Como sabemos, el trasplante es, hasta ahora, el mejor tratamiento que un enfermo renal puede recibir, mi papá, que era la única persona que se pudo hacer los estudios no pudo ser mi candidato, mi mamá era hipertensa y tampoco podía donarme, mi hermana era más pequeña que yo y pues menos podía hacerlo. Cuando supimos que no había nadie que me pudiera donar, otra vez, se me vinieron abajo mis sueños, pensaba que nunca iba a poder a regresar a mi vida de antes. Lo pensaba porque escuchaba que decían que la lista de espera es muy larga y que había que tener mucha paciencia.

Por otro lado, comprendí que el simple hecho de estar viva ya era un motivo para salir adelante. Así que yo trataba de hacer las cosas como antes, cuidaba mi catéter, el mío era Mahurkar, pero a cada rato me tenían que coser porque se me zafaban los puntos. Otra personita que me ayudó mucho a valorar mi vida fue Emilio (mi sobrino) que a pesar de, en ese tiempo, tener cuatro años, siempre me cuidó, me preguntaba qué podía comer y me compartía, en una ocasión fuimos a montar caballo y disfrute tanto ese día, que llegó un momento en el que se me olvidó el catéter y al otro día ¡oh sorpresa! Se me había zafado el catéter por haberme ido a montar, recuerdo que ese día el doctor me dijo: “Ana Karen para la otra ya no te voy a coser, sino a poner una agujeta para que te lo amarres tú cada vez que se te zafe” y echamos una carcajada.

Mi trasplante

Un martes 6 de noviembre del 2012, llegaron al hospital dos riñones para hacer posible dos nuevos nacimientos, dos trasplantes. En ese momento pensé que me gustaría que uno de esos riñones fuera para mí, pero yo apenas iba a cumplir un año con la enfermedad renal y no tenía mucho de haber entrado a la lista de espera. Algo mágico pasó ese día, pues un doctor (el cual conozco desde que él era residente y que hasta la fecha lo sigo visitando), entró corriendo a la sala hemodiálisis, casi exigiendo que me desconectaran porque me iba a meter para hacerme los estudios y ver si era compatible para que me trasplantaran. Dentro de mí tenía sentimientos encontrados, no sabía si llorar, gritar, simplemente acaté las órdenes que me daba el doctor. Tomaron mi muestra y en la sala de espera éramos cinco personas las que deseábamos que nos trasplantaran, una de esas personas era mi “comadre” Andrea, la cual se encontraba internada porque le habían puesto otro catéter. Fue una noche larga, los doctores decidieron internarnos a todos para que en el momento de dictaminar a quien le iban a dar esa oportunidad, estuviéramos listos para entrar al quirófano. Esa noche me tuvieron que transfundir sangre y eso me hizo pensar que yo ya no sería una candidata para el trasplante. Al siguiente día, miércoles 7 de noviembre del 2012, a las 9:30 am los doctores tenían los resultados de los análisis y llamaron a los papás para dar la noticia de quién de esas cinco personas iban a trasplantar.

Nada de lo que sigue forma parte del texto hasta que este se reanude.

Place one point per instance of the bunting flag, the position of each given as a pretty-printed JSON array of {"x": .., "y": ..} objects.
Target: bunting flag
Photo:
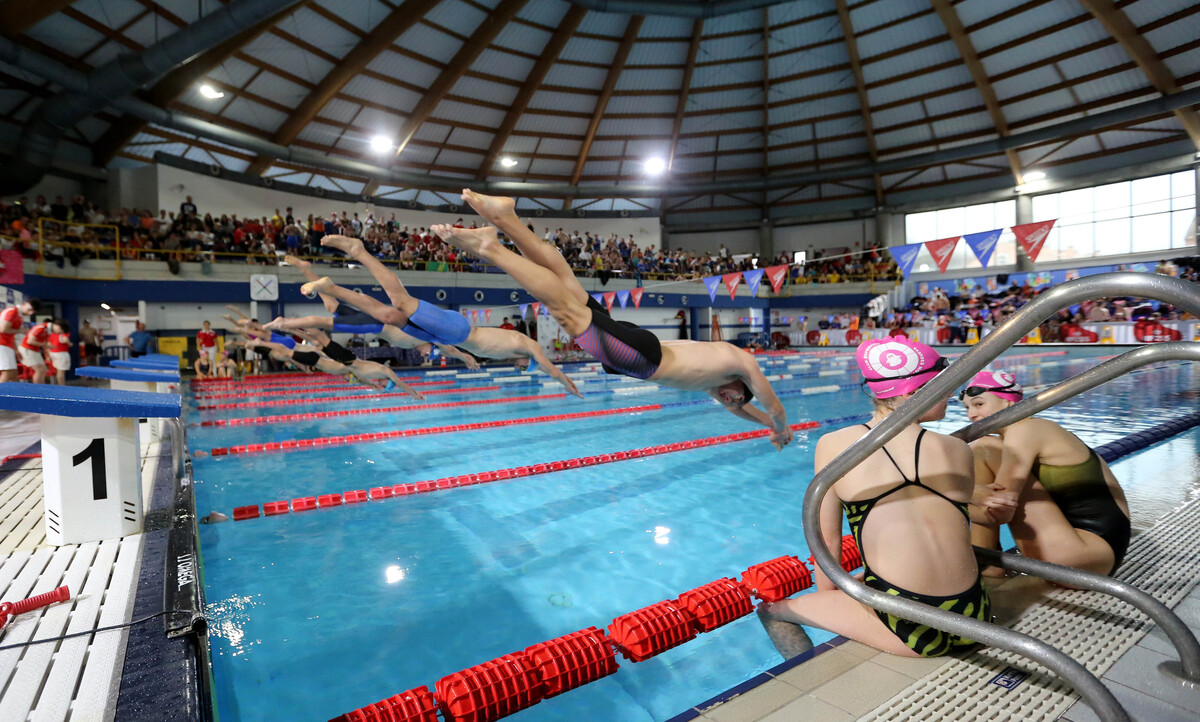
[
  {"x": 753, "y": 280},
  {"x": 777, "y": 275},
  {"x": 942, "y": 250},
  {"x": 905, "y": 256},
  {"x": 1032, "y": 236},
  {"x": 983, "y": 244},
  {"x": 731, "y": 282}
]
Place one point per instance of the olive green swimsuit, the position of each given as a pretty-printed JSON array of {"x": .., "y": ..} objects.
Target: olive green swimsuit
[{"x": 973, "y": 602}]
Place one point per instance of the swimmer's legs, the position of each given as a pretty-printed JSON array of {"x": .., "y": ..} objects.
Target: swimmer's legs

El milagro pasó y yo fui la elegida junto con mi comadre Andrea para ser trasplantadas, solo recuerdo que entró el camillero con mis papás y me dijeron, “sí te van a trasplantar a ti” y yo me quedé en shock, lo único que quería era escribirle una carta a mi hermana y todos porque sabía que esa no sería una operación fácil y tenía miedo de ya no salir de mi tercera entrada a un quirófano. Fue así como a las 10 am de ese día entré a quirófano y volví a nacer, salí hasta las 15pm y desperté hasta el otro día sin saber qué me había pasado, estaba en terapia intensiva pues tenían que vigilar mi estado de salud. Ese día fue muy gracioso porque literalmente se me olvidó que me habían trasplantado y cuando desperté me quería levantar a buscar mi captopril que era el primer medicamento de todos los días, pero no pude, tenía el oxígeno en mi nariz, los electrolitos en mi corazón, dos sondas y mi catéter usado ahora como venoclisis. Cuando una enfermera entró vestida como “astronauta” (para mí así se veía) le pedí que me explicara qué me había sucedido y fue cuando me dijo: “te trasplantaron hermosa” en ese momento solté en llanto porque si salí viva de ese quirófano.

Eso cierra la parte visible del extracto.